なお、期日と場所は別途記載の通りですが、会を有意義なものとするため、
何卒、万事お繰り合わせのうえ御出席くださいますよう、皆様にお願い申し
上げます。
敬具
○○高校 3年C組 同窓会役員一同 」
同窓会予定日には、翌月下旬の土曜日の日付が書かれていた。その日に、特に大事な予定は僕にはなかった。
しかし、高校3年の同窓会は僕にとってあまり魅力的なものではない。
高校時代に置き忘れて来ている何かがあるとすれば、たったひとつだけ。
高校2年の2学期。
中間テストの期間。
「あの話」の続きだけだろうと思う。
僕はためらうことなくボールペンで「御欠席」の「御」を消し「大変残念ですが都合により」と「させて頂きます。」を書き込む。往復はがきを切り離すために葉書をそこに置き、カッターを探す。
戻ってきたとき、僕への宛名書きの下に、先刻は気づかなかった手書きの書き込みがあることに気づいた。
それは小さく、鉛筆でこう書かれていた。
「あのコも来るかもしれないぞ タクト」
僕の手が止まる。
逞人は当然、高校時代の「かなり仲の良かった」友人である。それぞれ違う地方の大学に進学し疎遠になってはいたが、その文字はあの頃のままで、いたずらっぽく僕に笑いかけているようだった。
「あのコ?」
僕は声に出して、つぶやいていたかもしれない。
逞人とは確かに「かなり」仲が良かった。だが「かなり」というのは実に微妙なところで「親友だったのか?」と問われれば「そうでもないかもしれない」とお互いに答えるであろう程度の仲である。
あいつに「あの娘」の話をしただろうか?
大学の友人の何人かには、「お話」として話した記憶もある。だが逞人に話をした記憶はない。もしかしたら話をしたかもしれないが、あのお調子者の逞人が、それをいまだに憶えているとは、にわかには信じられない。

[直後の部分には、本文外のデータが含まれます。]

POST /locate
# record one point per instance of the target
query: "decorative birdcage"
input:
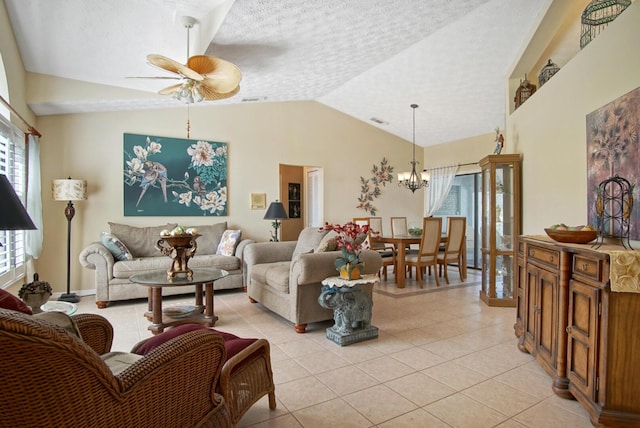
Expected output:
(547, 72)
(597, 15)
(614, 205)
(524, 91)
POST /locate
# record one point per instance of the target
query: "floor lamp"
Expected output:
(276, 212)
(69, 190)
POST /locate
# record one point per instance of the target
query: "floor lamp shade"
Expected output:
(276, 212)
(69, 190)
(13, 215)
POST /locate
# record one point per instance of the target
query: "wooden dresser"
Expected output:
(585, 336)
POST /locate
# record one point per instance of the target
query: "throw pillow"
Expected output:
(115, 246)
(308, 240)
(9, 301)
(210, 236)
(328, 243)
(140, 241)
(228, 242)
(233, 344)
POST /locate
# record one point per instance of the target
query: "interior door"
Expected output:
(314, 200)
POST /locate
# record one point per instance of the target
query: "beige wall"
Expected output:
(550, 128)
(260, 138)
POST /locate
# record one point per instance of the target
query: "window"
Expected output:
(12, 164)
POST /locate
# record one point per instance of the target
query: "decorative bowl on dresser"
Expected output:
(580, 326)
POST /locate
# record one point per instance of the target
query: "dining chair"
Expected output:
(388, 253)
(427, 255)
(452, 254)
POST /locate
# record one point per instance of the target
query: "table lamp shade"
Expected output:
(69, 190)
(13, 215)
(276, 211)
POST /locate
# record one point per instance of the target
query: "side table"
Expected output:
(351, 309)
(202, 314)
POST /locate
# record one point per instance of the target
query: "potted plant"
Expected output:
(350, 241)
(35, 294)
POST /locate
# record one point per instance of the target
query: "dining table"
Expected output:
(401, 242)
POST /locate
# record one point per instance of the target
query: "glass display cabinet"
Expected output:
(501, 224)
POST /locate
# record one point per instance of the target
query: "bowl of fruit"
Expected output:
(572, 234)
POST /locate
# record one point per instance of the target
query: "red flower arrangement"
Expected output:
(350, 241)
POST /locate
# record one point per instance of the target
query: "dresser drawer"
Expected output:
(587, 267)
(541, 255)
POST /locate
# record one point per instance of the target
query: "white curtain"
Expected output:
(439, 186)
(34, 198)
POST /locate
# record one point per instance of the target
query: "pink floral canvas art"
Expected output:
(613, 150)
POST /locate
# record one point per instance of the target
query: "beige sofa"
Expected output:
(112, 275)
(285, 277)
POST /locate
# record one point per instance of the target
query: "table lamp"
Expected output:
(276, 212)
(13, 215)
(69, 190)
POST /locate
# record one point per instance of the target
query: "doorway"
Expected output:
(301, 193)
(465, 199)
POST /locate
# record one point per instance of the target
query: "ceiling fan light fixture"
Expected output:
(202, 78)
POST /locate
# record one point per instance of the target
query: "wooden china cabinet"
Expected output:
(582, 333)
(501, 177)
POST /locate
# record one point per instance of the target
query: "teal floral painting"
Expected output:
(174, 176)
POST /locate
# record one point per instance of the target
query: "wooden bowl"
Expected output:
(572, 236)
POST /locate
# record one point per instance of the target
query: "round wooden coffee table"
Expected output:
(200, 313)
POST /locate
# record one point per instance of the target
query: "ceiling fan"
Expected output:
(202, 78)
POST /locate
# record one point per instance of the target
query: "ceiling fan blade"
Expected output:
(219, 75)
(169, 90)
(211, 95)
(173, 66)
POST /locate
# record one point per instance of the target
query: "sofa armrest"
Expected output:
(315, 267)
(265, 252)
(96, 256)
(268, 252)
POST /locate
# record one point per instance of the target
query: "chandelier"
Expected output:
(411, 180)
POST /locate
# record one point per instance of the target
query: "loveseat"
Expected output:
(128, 250)
(285, 277)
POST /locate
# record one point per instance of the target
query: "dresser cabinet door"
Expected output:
(582, 346)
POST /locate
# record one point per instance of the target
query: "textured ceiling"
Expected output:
(365, 58)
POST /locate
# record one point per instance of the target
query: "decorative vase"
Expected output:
(35, 294)
(180, 248)
(350, 271)
(35, 300)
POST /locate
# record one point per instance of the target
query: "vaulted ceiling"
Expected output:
(369, 59)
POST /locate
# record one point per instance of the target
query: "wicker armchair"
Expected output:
(246, 374)
(50, 377)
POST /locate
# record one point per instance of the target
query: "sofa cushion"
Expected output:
(140, 241)
(275, 275)
(210, 237)
(115, 246)
(328, 242)
(228, 242)
(126, 268)
(9, 301)
(308, 241)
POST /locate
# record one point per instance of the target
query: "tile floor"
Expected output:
(443, 359)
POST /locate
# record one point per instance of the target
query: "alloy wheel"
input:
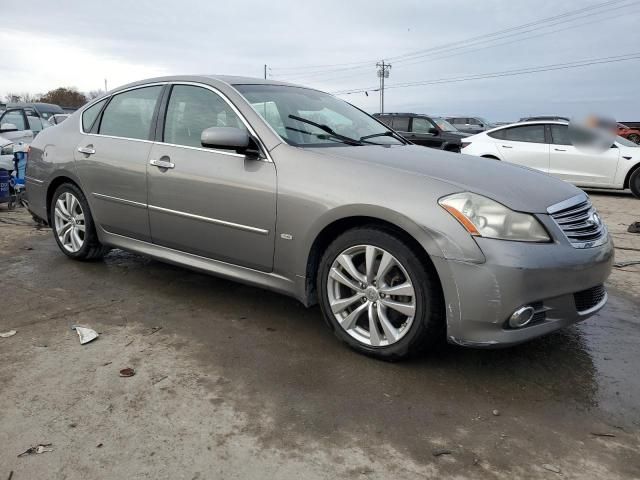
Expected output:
(69, 222)
(371, 295)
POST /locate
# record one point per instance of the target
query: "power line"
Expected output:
(352, 65)
(507, 73)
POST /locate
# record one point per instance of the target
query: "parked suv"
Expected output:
(470, 125)
(397, 243)
(434, 132)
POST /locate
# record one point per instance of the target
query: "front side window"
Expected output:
(421, 125)
(526, 133)
(14, 117)
(192, 110)
(90, 114)
(129, 114)
(560, 135)
(309, 118)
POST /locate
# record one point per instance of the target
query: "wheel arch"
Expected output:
(631, 171)
(424, 247)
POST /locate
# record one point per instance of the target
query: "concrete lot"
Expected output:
(239, 383)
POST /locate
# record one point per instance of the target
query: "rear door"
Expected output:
(578, 166)
(524, 145)
(212, 203)
(111, 159)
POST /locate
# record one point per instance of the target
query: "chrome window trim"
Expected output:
(124, 201)
(215, 221)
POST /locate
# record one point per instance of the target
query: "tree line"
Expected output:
(69, 97)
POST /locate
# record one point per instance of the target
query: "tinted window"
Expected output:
(421, 125)
(129, 114)
(401, 124)
(560, 134)
(194, 109)
(15, 117)
(527, 133)
(90, 114)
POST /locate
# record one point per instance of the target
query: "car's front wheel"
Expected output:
(73, 226)
(378, 295)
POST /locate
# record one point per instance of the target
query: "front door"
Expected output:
(112, 163)
(596, 169)
(525, 145)
(212, 203)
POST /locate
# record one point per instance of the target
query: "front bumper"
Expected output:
(481, 297)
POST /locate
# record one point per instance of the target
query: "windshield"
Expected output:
(308, 118)
(444, 125)
(625, 142)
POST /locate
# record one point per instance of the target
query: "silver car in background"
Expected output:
(294, 190)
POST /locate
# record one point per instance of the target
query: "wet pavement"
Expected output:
(243, 383)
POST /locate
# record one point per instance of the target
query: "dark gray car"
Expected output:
(297, 191)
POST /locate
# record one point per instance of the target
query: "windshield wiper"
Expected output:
(329, 130)
(388, 133)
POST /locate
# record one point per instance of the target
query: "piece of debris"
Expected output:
(86, 334)
(551, 468)
(153, 330)
(437, 453)
(40, 448)
(626, 264)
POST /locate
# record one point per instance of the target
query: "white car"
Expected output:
(545, 146)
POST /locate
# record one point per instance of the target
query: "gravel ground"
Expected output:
(235, 382)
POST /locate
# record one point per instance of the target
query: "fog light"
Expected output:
(521, 317)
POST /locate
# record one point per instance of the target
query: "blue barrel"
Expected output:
(5, 195)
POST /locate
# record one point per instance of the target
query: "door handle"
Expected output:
(88, 150)
(161, 163)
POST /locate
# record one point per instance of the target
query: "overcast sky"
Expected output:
(79, 43)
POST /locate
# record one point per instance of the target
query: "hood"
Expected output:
(519, 188)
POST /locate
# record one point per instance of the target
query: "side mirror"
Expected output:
(8, 127)
(226, 138)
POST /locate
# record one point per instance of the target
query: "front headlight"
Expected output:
(484, 217)
(7, 149)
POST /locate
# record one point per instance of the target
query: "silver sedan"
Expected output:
(294, 190)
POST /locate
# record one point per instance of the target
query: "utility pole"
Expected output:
(383, 72)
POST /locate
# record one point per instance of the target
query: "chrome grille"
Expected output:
(579, 221)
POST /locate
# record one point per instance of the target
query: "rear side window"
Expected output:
(401, 124)
(526, 133)
(560, 135)
(129, 114)
(194, 109)
(14, 117)
(90, 114)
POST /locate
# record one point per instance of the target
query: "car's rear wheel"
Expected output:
(634, 183)
(73, 226)
(378, 295)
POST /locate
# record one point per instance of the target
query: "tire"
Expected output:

だが、現実にはそこに書き込みがある。そして、僕には彼女の事以外に「あのコ」と言われても思いあたるふしがない。
逞人は以前、僕をクラス委員の「佐々木栄子」とくっつけたがっていた。ならば「あのコ」とは佐々木さんのことなのかもしれない。そう考えて、いまさら解った事があった。逞人は佐々木さんが好きだったんだろう。
僕は苦笑した。
「何年も忘れていた『事』を、客観的に見ることができるまでに、時間が流れていたんだなぁ」と。 「時間に流されて、僕はいまここにいるんだな」と。
そう思ったら、なにか逞人の顔を見たくなった。
僕は返信用はがきを切り離すと、先ほど書いたすべての文字を二本線で消した。「御出席」の「御」を消し、「謹んで」出席「させて頂きます」とした。

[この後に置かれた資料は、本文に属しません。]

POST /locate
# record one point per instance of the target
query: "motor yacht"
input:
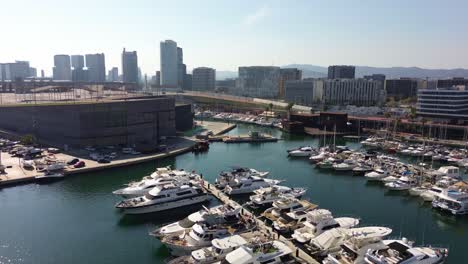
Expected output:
(376, 175)
(266, 196)
(452, 201)
(201, 235)
(285, 205)
(402, 251)
(162, 198)
(330, 241)
(273, 252)
(302, 152)
(218, 250)
(402, 184)
(248, 185)
(216, 215)
(319, 221)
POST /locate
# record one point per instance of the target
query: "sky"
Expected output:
(227, 34)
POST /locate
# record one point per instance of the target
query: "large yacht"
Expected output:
(216, 215)
(163, 198)
(218, 250)
(319, 221)
(331, 241)
(248, 185)
(266, 196)
(274, 252)
(453, 201)
(201, 235)
(403, 252)
(228, 178)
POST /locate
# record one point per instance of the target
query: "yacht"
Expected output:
(330, 241)
(215, 215)
(453, 201)
(429, 195)
(201, 235)
(140, 188)
(248, 185)
(228, 178)
(163, 198)
(218, 250)
(274, 252)
(376, 175)
(285, 205)
(302, 152)
(402, 184)
(403, 252)
(266, 196)
(319, 221)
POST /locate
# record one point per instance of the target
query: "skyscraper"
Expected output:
(96, 67)
(129, 66)
(203, 79)
(169, 63)
(113, 75)
(78, 73)
(62, 69)
(341, 72)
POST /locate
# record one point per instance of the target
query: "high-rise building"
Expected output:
(288, 74)
(258, 81)
(444, 104)
(341, 72)
(79, 74)
(96, 65)
(113, 75)
(62, 68)
(169, 63)
(203, 79)
(130, 66)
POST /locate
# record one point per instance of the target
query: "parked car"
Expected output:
(103, 161)
(79, 164)
(73, 161)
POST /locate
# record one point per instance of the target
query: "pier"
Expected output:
(300, 255)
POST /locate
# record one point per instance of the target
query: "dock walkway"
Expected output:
(300, 255)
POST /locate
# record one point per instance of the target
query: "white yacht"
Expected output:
(403, 252)
(248, 185)
(302, 152)
(216, 215)
(453, 201)
(274, 252)
(319, 221)
(266, 196)
(218, 250)
(330, 241)
(402, 184)
(285, 205)
(201, 235)
(163, 198)
(376, 175)
(228, 178)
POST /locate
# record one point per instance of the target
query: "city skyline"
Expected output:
(373, 34)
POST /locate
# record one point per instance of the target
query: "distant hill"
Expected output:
(314, 71)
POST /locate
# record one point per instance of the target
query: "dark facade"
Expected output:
(299, 92)
(184, 117)
(136, 122)
(401, 88)
(341, 72)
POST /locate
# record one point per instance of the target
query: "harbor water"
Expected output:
(74, 220)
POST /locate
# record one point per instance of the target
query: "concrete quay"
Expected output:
(300, 255)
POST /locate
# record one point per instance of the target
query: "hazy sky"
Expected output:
(228, 34)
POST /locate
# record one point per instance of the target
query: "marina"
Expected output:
(341, 193)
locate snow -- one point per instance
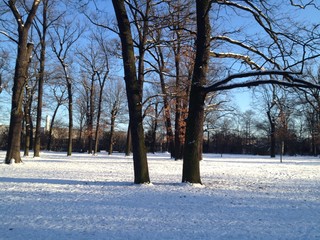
(93, 197)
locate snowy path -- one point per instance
(92, 197)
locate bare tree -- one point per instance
(24, 50)
(41, 25)
(191, 171)
(134, 87)
(63, 39)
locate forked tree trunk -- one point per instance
(272, 136)
(134, 95)
(192, 156)
(37, 142)
(128, 142)
(20, 79)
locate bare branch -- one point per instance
(288, 76)
(244, 58)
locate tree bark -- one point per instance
(37, 142)
(191, 157)
(112, 124)
(272, 136)
(19, 81)
(134, 95)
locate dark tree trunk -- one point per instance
(28, 122)
(51, 127)
(112, 124)
(70, 110)
(37, 143)
(167, 115)
(134, 95)
(128, 142)
(191, 157)
(20, 79)
(90, 116)
(272, 136)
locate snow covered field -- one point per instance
(92, 197)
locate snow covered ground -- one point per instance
(92, 197)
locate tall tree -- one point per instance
(24, 51)
(134, 93)
(63, 39)
(278, 49)
(41, 25)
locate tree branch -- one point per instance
(291, 81)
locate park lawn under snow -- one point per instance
(92, 197)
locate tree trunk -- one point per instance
(90, 120)
(166, 106)
(113, 117)
(20, 79)
(51, 127)
(28, 122)
(272, 136)
(134, 95)
(70, 110)
(191, 157)
(37, 143)
(128, 142)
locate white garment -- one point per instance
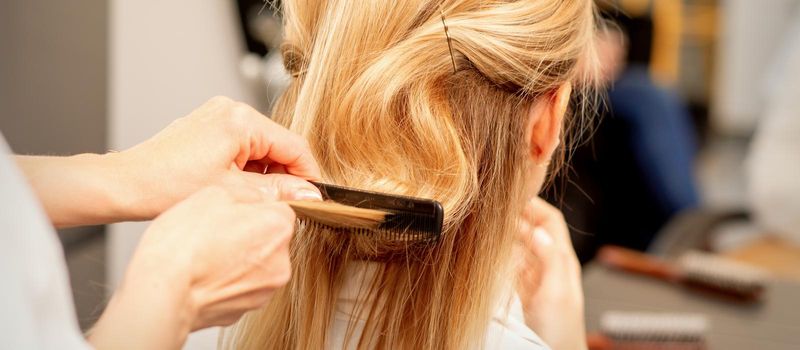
(506, 329)
(36, 310)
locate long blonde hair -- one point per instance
(385, 108)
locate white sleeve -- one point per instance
(36, 307)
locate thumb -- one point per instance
(283, 187)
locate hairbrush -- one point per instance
(385, 216)
(649, 330)
(700, 271)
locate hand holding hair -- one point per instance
(221, 142)
(549, 277)
(202, 263)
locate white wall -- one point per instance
(750, 33)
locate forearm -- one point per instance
(84, 189)
(147, 312)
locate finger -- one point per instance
(274, 143)
(283, 187)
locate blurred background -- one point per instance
(697, 147)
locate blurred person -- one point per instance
(637, 171)
(461, 101)
(774, 159)
(217, 248)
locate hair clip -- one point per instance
(449, 45)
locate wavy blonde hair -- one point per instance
(376, 92)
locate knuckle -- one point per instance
(219, 99)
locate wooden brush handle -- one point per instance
(598, 341)
(636, 262)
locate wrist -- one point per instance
(152, 309)
(130, 192)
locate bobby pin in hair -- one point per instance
(449, 45)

翌日にそれを投函した後には、僕はまた「あの娘」の事を忘れてしまっていた。
数日して、詳しい日時と会場の案内が封書で届いた。
今度は逞人からの「番外」メッセージはなかった。
*** *** ***
期日が近づくにつれ、僕の気持ちは重たくなってきた。
「どうして出席するなんて書いてしまったんだろう?」
確かに今でも逞人には会いたいと思う。だが、それ以上に僕の気持ちを沈んだものにさせる「こと」は、「多くの友人達との再会」である。高校時代は、自分でいうのもなんだが多くの「莫迦」をやった。自分の「恥」をギャグにして、級友たちの笑いを取ったりもした。「小説家になる」と公言し、自分もそのつもりでいた。
しかしいま、最高学府に席をおいて四年目。ある程度、それこそ客観的に、自分の「もの書き」としての資質が見えてきている。最大に身びいきをして「悪くない」程度。客観的に見て「多くのものが足りない」自分の才がわかる。

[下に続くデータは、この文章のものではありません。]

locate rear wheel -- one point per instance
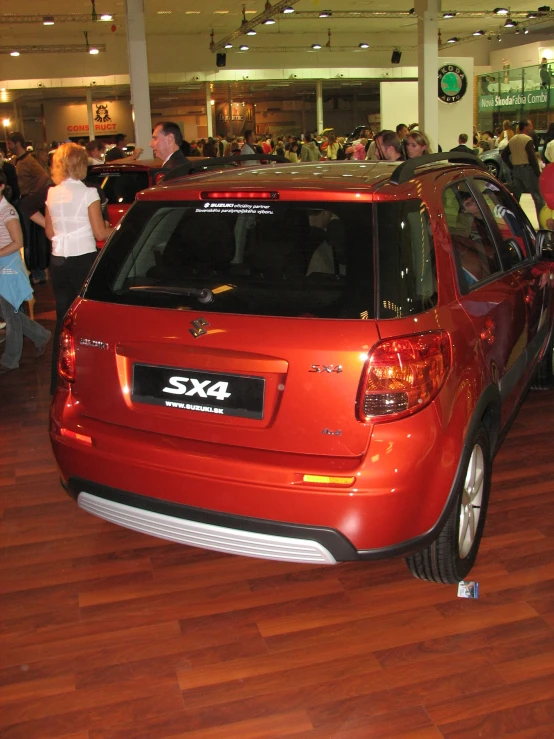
(544, 374)
(452, 555)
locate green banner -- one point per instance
(528, 100)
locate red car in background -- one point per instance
(307, 362)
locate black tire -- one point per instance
(452, 555)
(544, 374)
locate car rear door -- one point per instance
(516, 242)
(491, 296)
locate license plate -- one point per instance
(203, 392)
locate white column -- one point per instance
(209, 110)
(319, 104)
(428, 62)
(138, 71)
(90, 117)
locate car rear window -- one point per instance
(270, 258)
(119, 187)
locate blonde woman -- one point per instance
(333, 147)
(73, 222)
(417, 144)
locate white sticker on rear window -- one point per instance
(257, 209)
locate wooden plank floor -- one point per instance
(109, 634)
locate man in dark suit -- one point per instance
(166, 142)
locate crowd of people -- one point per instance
(48, 212)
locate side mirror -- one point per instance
(545, 245)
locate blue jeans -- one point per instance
(18, 325)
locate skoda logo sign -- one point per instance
(452, 83)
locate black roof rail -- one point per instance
(406, 170)
(191, 167)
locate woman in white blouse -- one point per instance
(73, 223)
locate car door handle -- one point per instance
(488, 333)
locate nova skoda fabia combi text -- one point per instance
(313, 363)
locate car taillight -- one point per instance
(66, 356)
(403, 375)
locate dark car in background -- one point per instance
(307, 362)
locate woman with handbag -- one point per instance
(73, 222)
(15, 288)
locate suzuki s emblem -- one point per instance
(198, 329)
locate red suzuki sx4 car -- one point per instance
(314, 362)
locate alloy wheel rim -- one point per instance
(472, 499)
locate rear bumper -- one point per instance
(396, 505)
(221, 532)
(232, 534)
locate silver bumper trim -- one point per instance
(206, 536)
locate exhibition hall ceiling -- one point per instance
(334, 24)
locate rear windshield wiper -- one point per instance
(204, 295)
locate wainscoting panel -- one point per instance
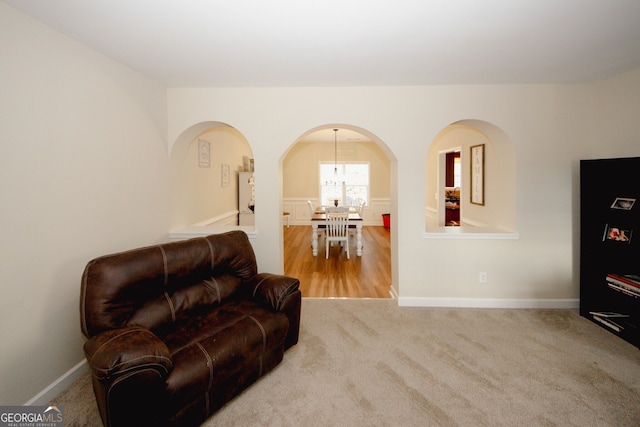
(372, 215)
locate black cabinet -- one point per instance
(610, 245)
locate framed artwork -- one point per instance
(204, 153)
(225, 173)
(617, 234)
(623, 203)
(477, 174)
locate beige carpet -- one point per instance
(371, 363)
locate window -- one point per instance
(346, 182)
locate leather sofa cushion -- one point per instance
(239, 341)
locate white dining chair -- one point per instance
(337, 230)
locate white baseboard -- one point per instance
(487, 303)
(59, 385)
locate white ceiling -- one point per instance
(195, 43)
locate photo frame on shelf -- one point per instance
(623, 203)
(204, 153)
(225, 175)
(617, 234)
(477, 174)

僕はどういう顔をして「彼ら」に逢えばいいのだろうか。
僕の思惑をよそに、確実に日々が過ぎ、同窓会当日になった。
*** *** ***
同窓会は、午後7時から始まることになっていた。
さくらのころまでには、まだずいぶんある、寒い季節。
踏ん切りのつかぬままに、僕は郷里へ向かい、アパートを出る。
すでに「懐かしい」と感じる駅に降り立ったのは、夕方5時ころだった。
駅から会場まで、歩いて1時間ほどかかる。のらりくらりと町を見ながら会場へ向かうことにする。もし、どうしても気持ちが乗らなかったときは、逞人に会費だけ渡して帰るつもりでいた。
「大人げない」
独り言をはきすてる。
そして考える。
はたして「僕」はもう大人なのだろうか。社会に出ていない、一介の学生。歳だけは毎年数えて、法的には成人、つまり大人である。そのくせ社会になにも還元していない半端者。
考えながら、自分ではかなり時間をかけて歩いて来たつもりだった。しかし1時間もしないうちに会場に着いてしまった。
町はずれの港にある、高校時代のクラスメイトの両親が経営する旅館、兼、食事処がこの会場である。
どうしたものだろうか。やはり帰ろうか。
此処まで来た自分を振り返る。なんだかんだ言って、一時間早くここまで来たということは、取りも直さず「来たかった」というのが本音なのだろう。心底来たかったのだが、些細なこと惑わされて自分の気持ちに素直になれない、優柔不断な自分に気づいた。
「あのときも、こんな自分に気づいていたら、はっきり言えたかもしれないのに」
そうだったろうか。ほんとにそうだったろうか。たぶん違う。きっと彼女の事を特別に意識しだしたのは、彼女と離れてしまったのち、二度と会えないかもしれないと思ってからだ。
だから僕はいま、ここに来ている。
ほとんど無いに等しい可能性を期待して。
そのとき。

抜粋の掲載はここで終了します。